More than the SALN, however, are other sources of information, among them reports in the media. Investigative reporting, for example, is a journalistic enterprise that in countries that claim to be democracies is necessarily focused on holding the powerful to account by looking into what they have been doing, including their possible involvement in corrupt practices, and reporting it to the public.

But few will deny that media access to information has been severely limited by such administration ploys as the Ombudsman’s restrictions on SALN access; journalists’ being banned from covering certain events; critical and even just truth-telling media organizations’ being vilified and shut down; and some practitioners’ being unjustly labeled mercenaries, political partisans, purveyors of “fake news,” and even terrorists and/or members of the New People’s Army (NPA).

The information provided by those ethical and professional journalists who have been so harassed and even threatened includes reports on the grievances of marginalized sectors such as indigenous peoples, workers, and poor farmers. Some also report the human rights violations and other illegal acts in both city and countryside committed by the police and military — and yes, the corrupt practices of both local and national officials.

As incoherent as the ruling clique may be, antipathy to a knowledgeable and critical citizenry is instinctive to it. One can only conclude that it is deliberately preventing independent media practitioners from providing both the public as well as government itself information on the breadth and depth of the suffering among the poor and the marginalized that has historically driven the rebellions and uprisings that still persist today. Recognizing the distress of the needy and disempowered millions for which corruption has been at least partly responsible is indispensable to the making of honest governance and ending the conflicts and social unrest that have haunted this country for centuries.

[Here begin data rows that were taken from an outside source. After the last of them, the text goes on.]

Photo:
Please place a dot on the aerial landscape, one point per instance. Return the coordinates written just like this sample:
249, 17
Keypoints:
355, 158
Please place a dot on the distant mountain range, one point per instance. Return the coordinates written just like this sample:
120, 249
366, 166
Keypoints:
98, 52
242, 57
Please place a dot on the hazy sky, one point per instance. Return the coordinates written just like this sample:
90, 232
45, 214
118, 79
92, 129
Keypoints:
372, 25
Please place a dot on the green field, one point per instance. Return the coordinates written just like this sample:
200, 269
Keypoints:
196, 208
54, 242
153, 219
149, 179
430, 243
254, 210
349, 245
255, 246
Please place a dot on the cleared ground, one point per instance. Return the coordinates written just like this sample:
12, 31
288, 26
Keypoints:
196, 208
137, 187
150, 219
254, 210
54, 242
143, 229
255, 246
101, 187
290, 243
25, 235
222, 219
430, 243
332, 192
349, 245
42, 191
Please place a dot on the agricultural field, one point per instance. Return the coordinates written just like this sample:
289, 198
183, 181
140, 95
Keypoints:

Any serious campaign to stop or reduce corruption simply cannot do without a well-informed public capable of monitoring government. But neither can it succeed without government awareness of the plight of its citizens and of the link between corruption, poverty, and — for want of a better phrase — rebellion and insurgency.

The very same journalists and media organizations the Duterte regime has been trying to silence have been providing the nation an indispensable service, and it is very well aware of it.

It explains why it is abridging the people’s right to information: it is to prevent the citizenry from demanding that government truly address the roots of poverty by, among other means, curbing the dishonesty in public office that contributes to the hopelessness, hunger and despair that has led many Filipinos to take up the gun. His own regime is in that sense at cross-purposes with Mr. Duterte’s oft repeated promise to end corruption.